Doing so ups the fun. Yeah, "Crocodile Rock" shows up a couple years before it was written, and certain events are streamlined or combined to get the narrative rolling, but everything is presented with so much glitz and sparkle that it hardly matters. The movie is a celebration of a life in music.

That doesn't mean darker moments are glossed over. John's fractured relationship with his distant parents is credited as inspiration for both his creative drive and self-destructive habits. And his tendency to compensate for his emptiness, fears and doubts with excessive amounts of drugs and alcohol. That, along with the pressure of his increasing fame, leads to some of Rocketman's most despairing scenes.

But ultimately it's an uplifting story – one of survival, celebrity and great music that director Dexter Fletcher (who also worked on Bohemian Rhapsody) pulls off with style. While you sometimes wish to hear John's original versions of the classic songs rather than various supporting characters singing them, most sequences are wrapped in such exuberance and splendor that it's easy to get lost in them.

Fletcher stages John's big life moments as the movie's big moments: writing "Your Song" with Taupin, rising to fame via a "Honky Cat" montage, trying to kill himself during an elaborate "Rocket Man" sequence, that career-making Troubadour scene. And Egerton, whose musical sequences are spot-on, ably conveys the range of emotions he's asked to go through: despair, joy, rage and frustration, among them.

Still, there's no doubt the music is the real star here. It's there to set scenes, moments and emotions; it pulls together the narrative better than any dialogue or standard story structure. Taupin's lyrics, in fact, are often used as dialogue.

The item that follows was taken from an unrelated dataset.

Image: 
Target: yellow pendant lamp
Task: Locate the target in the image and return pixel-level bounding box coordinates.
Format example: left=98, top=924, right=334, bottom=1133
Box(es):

All this makes Rocketman mawkish at times. The closing rehab scene, complete with an "I'm Still Standing"-inspired monologue that sums up pretty much everything we've just seen, seems particularly touched by the hand of executive producer John. And whenever people aren't singing or dancing onscreen, the movie lags. So, Rocketman won't stir music biopics the way Bohemian Rhapsody did, but it's a more innovative, entertaining and better film, even if you already know the best parts from the records.